The inner product has a geometric representation that is based on the magnitudes and the angle between the vectors: $$ a \cdot b = \Vert a \Vert \Vert b \Vert \cos (\theta) $$
From this geometric standpoint, the multiplication occurs between the magnitude of one of the vectors and the projection of the other vector onto it. Looking at the above “geometric” formula, the vector that is being projected is the hypotenuse of a right triangle, while the projection is the adjacent side to the angle $\theta $, with $\cos (\theta) $ representing their proportion.
As this projection operation is symmetric between the two vectors, the dot product is commutative: $ x^Ty = y^Tx$
The angle between two vectors is useful in assessing their similarity, with similar vectors generally having smaller angles between them, i.e. pointing in a similar direction.
When assessing vector similarity, the dot product can be used as a shorthand for calculating the full angle. The dot product is equal to 0 if the two vectors are orthogonal. If the angle between the two vectors is acute, the dot product is positive, and negative if the the angle is obtuse.
The raw dot product is not a perfect proxy for the vector angle. For example, products $ \begin{bmatrix}1 \\ 1\end{bmatrix} \cdot \begin{bmatrix}1 \\ 0\end{bmatrix}$ and $ \begin{bmatrix}1 \\ 5\end{bmatrix} \cdot \begin{bmatrix}1 \\ 0\end{bmatrix}$ are both equal to 1 (and result in the same projection), yet the angles between these two vector pairs are wildly different (45° and ~79°).
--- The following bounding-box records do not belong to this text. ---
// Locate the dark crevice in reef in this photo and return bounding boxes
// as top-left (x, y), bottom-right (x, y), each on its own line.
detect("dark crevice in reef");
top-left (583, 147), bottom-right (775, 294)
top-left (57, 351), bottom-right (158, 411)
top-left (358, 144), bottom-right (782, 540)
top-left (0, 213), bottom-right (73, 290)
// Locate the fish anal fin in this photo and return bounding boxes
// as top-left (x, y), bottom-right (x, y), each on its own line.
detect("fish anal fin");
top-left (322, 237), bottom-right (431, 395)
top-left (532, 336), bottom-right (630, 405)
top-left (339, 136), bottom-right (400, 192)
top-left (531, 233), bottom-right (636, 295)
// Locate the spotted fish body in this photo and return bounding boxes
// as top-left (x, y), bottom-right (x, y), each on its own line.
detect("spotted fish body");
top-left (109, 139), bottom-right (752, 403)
This can be addressed by normalizing vectors by their magnitude prior to multiplication. This makes the dot product proportional to the angle between them. For the above example, the normalized dot product is 0.71 and 0.2, respectively.
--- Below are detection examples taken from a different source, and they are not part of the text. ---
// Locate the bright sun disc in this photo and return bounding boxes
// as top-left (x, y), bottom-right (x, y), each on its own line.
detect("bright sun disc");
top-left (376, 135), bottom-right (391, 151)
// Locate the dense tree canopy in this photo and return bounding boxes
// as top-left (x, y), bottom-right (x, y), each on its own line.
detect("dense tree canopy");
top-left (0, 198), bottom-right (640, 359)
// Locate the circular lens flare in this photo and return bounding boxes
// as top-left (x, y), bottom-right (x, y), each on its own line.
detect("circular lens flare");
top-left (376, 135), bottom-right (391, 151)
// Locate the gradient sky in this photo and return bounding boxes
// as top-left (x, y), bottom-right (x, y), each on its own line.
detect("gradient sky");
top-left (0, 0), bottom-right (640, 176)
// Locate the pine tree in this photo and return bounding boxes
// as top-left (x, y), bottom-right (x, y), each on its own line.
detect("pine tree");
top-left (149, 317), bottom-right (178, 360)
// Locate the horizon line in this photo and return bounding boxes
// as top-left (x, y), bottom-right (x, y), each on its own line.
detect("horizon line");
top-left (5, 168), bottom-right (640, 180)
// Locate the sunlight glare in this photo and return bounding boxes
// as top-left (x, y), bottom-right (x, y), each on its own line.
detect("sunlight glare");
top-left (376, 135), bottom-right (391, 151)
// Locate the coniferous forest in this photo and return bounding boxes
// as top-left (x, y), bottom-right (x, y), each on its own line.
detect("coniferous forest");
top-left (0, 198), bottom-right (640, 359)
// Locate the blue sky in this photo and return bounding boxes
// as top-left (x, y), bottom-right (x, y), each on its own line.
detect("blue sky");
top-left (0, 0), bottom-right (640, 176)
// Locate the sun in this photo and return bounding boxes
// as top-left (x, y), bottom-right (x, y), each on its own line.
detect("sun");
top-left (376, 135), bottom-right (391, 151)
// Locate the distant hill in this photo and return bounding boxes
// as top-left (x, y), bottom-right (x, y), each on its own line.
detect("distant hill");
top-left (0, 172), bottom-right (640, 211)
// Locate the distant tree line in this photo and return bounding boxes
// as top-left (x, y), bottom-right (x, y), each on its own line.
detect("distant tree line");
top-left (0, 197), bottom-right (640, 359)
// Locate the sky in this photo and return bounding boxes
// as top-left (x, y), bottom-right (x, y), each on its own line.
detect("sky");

The angle (in radians) between two vectors can be calculated by rearranging the geometric representation of the dot product: $$ \theta = \arccos(\frac{a \cdot b}{\Vert a \Vert \cdot \Vert b \Vert}) $$
In practice, calculating the actual angle is not necessary to assess vector similarity, as we can stop at just calculating the cosine of the angle (i.e., save ourselves the costly arccos operation). This is commonly referred to as the cosine similarity: $$ \cos (\theta) = \frac{a \cdot b}{\Vert a \Vert \cdot \Vert b \Vert} $$

The outer product

$$ x \otimes y = xy^T = \begin{bmatrix}x_1 \\ x_2 \end{bmatrix} \begin{bmatrix}y_1 & y_2 & y_3\end{bmatrix} = \begin{bmatrix} x_1y_1 & x_1y_2 & x_1y_3 \\ x_2y_1 & x_2y_2 & x_2y_3 \\ \end{bmatrix} $$

The outer product results in a matrix where each element of one vector gets multiplied by each element of the other. Due to this, it is also sometimes called the tensor product.
The utility of the outer product is a lot more niche than of the inner product, so I will omit the details in this review of the basics.

The cross product

Unlike the inner and outer products, the cross product is not just a special case of matrix multiplication. It is an operation that has a flavor of a vector product, but is more useful from the geometric standpoint.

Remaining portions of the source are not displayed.